Classic black denim (i.e., fabric that’s actually dark gray) is “a great way to break up an all-black outfit, add a bit of dimension and tone, and really, really stylish.”
Fashion purists would have you believe that jeans can only be made from 100% cotton denim, but if you prefer a bit of stretch in the fabric, go for it.
“I’ve come to the conclusion that denim jeans that are 95-97% cotton, ie ‘medium stretch’, are the most flattering,” says Hughes. “Much less cotton than that and the denim can visibly cling to your cellulite and sag in your knees and bottom over time. More than 97% you have a rigid denim yourself and probably need to go up a size.”

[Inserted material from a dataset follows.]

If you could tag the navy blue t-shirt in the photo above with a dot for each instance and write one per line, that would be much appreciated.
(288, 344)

Confused by clothing labels? With denim, you can forget about the degradation of elastane, polyester or nylon, says Hughes: “Tencel and other fibers are common in the blend…just check the cotton count on the label and ignore the rest.”
A good fit
One last thing to consider when buying jeans is how denim will adjust when worn.
“Jeans that are the right size will feel half a size too small when new,” says Hughes. “They’re not painful – they’ll come off relatively easily and you don’t have to hold your breath. But they will feel a little bit firmer than you want them to be, and soon they will be.”
The cotton density will make a difference though: “Stretch denim tends to ‘give’ about half a size when you wear it.
And loose styles get even baggier: “Jeans that feel perfectly relaxed and comfortable when you buy them tend to feel too big, which is fine if you’re buying loose boyfriend styles or pairs that you want to tie up with a belt, but otherwise not ideal.
Everything is washable and other life lessons by Sali Hughes is published by Harper Collins.